Le Colloque « La légitimité de l’autorité » organisé par ANDRH Ile de France, en association avec la Direction des Ressources Humaines de l’Armée de Terre, c'est tenu le 24 mai 2019 au Cercle Militaire Saint Augustin à Paris. Quelques éléments remarquable sur ce colloque.
L'objectif de l’invitation est limpide : Les nouvelles aspirations des salariés, l'irruption de l'intelligence artificielle et les bouleversements sociétaux rythment notre quotidien et chamboulent les rapports humains au sein des entreprises et des organisations. L'ancien monde sombre, le nouveau monde reste à bâtir. En particulier, la légitimité de l'autorité et le fait managérial vacillent. Ils sont profondément questionnés, remis en cause et contestés. Une chose est sûre : ils sortiront réellement transformés des changements complexes que nous vivons à tous les niveaux. Mais alors, que devient l'autorité ? D'ailleurs existe-t-elle encore ?
Un nouveau type de management est-il vraiment en train de se forger ? Sur quelles fondations et sur quels principes ? Quelles en seront les conséquences ? Quel rapports sociaux et sociétaux dessine-t-il ?
Et, à ce propos, nos sociétés ont elles déjà vécu des ruptures semblables ? Si oui, quelles leçons en tirer ?
Le coup d’envoi est donné à 13h30 alors que plus de 250 personnes occupent une très belle salle de cet établissement bien connu des parisiens. Charlotte Duda, ex-DRH et ex-présidente Nationale de l’Andrh (historiquement la seule femme d’ailleurs dans cette fonction) et organisatrice de ce rendez-vous et Pascal Bernard, Président de l’Andrh Île de France et DRH des Ministères Sociaux, accueillent David Abiker en charge de l’animation, qui, à son tour, présente Antoine Foucher le Chef de Cabinet de Murielle Pénicaud, ministre du travail, en introduction de l’événement.
Suivent ensuite des experts, des praticiens, des opérationnels, des scientifiques… rarement il ne s’était présenté une telle diversité et une telle complémentarité lors d’un événement ANDRH. Les orateurs et participants aux tables rondes ont notamment mis les points suivants en avant :
L’évolution de l’éthique et du devoir de désobéissance - Jean-Pierre GUENO (Historien, Ecrivain, Editeur)

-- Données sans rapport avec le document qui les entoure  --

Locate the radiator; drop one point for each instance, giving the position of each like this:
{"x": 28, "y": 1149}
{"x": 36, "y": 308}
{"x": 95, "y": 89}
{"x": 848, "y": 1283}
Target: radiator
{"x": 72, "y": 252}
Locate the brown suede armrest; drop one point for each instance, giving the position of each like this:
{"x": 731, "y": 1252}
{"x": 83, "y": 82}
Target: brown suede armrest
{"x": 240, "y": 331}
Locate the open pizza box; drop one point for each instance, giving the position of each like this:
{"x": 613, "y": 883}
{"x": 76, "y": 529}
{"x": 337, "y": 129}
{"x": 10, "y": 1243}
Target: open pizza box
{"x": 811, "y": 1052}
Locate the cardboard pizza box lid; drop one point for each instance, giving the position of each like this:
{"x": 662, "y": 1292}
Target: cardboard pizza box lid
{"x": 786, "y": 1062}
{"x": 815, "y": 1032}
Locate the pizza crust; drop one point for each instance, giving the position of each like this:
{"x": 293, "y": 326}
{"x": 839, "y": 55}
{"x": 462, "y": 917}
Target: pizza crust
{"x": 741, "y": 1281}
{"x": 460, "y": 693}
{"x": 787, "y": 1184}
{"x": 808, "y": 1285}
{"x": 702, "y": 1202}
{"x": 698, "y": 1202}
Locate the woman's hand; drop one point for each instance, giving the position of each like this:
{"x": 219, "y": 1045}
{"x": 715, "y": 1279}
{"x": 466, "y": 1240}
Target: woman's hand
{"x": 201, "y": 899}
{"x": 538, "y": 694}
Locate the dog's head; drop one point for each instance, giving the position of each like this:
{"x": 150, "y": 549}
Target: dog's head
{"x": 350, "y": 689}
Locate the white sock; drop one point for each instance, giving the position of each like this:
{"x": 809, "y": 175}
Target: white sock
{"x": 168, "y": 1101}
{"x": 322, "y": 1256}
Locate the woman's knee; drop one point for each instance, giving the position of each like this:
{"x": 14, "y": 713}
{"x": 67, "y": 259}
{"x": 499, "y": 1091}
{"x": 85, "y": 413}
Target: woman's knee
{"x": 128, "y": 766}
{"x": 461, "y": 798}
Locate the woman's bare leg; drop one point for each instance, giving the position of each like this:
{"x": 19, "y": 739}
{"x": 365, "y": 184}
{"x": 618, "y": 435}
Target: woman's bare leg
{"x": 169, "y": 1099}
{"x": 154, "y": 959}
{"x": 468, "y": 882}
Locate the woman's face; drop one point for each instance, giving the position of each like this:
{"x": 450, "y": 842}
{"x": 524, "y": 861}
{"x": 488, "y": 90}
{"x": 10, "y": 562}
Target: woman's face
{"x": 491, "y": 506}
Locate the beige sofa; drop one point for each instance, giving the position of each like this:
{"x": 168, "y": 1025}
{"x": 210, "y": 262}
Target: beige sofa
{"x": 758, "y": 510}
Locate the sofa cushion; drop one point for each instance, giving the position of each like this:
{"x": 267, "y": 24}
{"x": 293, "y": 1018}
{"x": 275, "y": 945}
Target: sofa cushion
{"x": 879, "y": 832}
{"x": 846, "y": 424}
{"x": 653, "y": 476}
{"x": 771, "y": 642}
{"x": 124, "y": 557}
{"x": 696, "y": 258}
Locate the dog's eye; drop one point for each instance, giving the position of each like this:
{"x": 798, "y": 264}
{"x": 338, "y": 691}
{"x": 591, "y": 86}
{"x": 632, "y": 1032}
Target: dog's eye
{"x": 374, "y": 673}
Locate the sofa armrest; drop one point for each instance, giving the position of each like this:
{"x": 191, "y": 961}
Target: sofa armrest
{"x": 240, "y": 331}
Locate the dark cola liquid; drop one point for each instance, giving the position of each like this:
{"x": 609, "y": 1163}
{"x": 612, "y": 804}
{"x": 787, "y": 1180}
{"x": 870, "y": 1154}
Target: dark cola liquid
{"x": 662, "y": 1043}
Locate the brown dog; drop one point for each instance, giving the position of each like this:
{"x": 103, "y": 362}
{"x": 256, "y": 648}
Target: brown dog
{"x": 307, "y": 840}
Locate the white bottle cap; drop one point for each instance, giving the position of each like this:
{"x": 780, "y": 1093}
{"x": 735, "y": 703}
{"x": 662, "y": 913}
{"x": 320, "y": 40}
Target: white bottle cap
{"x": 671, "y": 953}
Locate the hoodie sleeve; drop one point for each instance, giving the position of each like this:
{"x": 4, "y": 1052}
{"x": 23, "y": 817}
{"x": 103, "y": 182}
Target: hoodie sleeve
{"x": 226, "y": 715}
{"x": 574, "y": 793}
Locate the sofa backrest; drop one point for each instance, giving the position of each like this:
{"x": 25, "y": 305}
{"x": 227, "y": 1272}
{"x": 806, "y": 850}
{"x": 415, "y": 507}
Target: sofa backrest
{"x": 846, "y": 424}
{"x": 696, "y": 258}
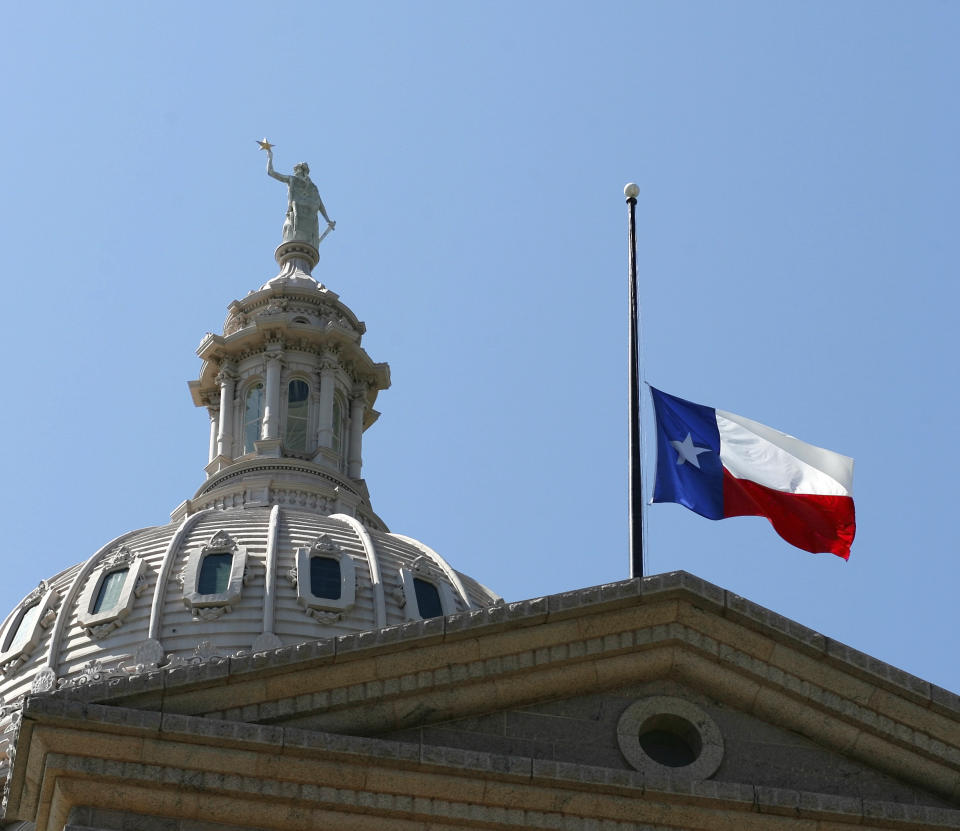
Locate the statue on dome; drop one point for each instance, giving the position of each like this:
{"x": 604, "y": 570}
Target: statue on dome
{"x": 303, "y": 203}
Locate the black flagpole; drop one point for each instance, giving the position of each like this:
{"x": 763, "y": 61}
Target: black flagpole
{"x": 636, "y": 490}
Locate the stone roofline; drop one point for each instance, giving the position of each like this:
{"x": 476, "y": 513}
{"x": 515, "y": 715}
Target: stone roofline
{"x": 297, "y": 744}
{"x": 526, "y": 613}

A l’exemple de la science, l’obéissance sans conscience n’est-elle que ruine de l’âme ? Longtemps, l’obéissance aveugle et passive a été respectée comme une sorte de dogme reposant sur le caractère présumément infaillible de l’autorité qui ne supportait aucune remise en question. A travers six grands exemples de désobéissance, celle du Colonel Drian en 1915, celle des mutins de 1917, celle de Charles de Gaulle en juin 1940, celle d’Elie de Saint-Marc en avril 1961, celle des étudiants en mai 1968, celle de l’accueil des sans-papiers à partir de 1996 et celle des gilets jaunes depuis 2018, Jean-Pierre Guéno à analysé l’évolution de devoir de la désobéissance, passée en un siècle de l’ère de la discipline aveugle et sans conscience à celle de l’éthique.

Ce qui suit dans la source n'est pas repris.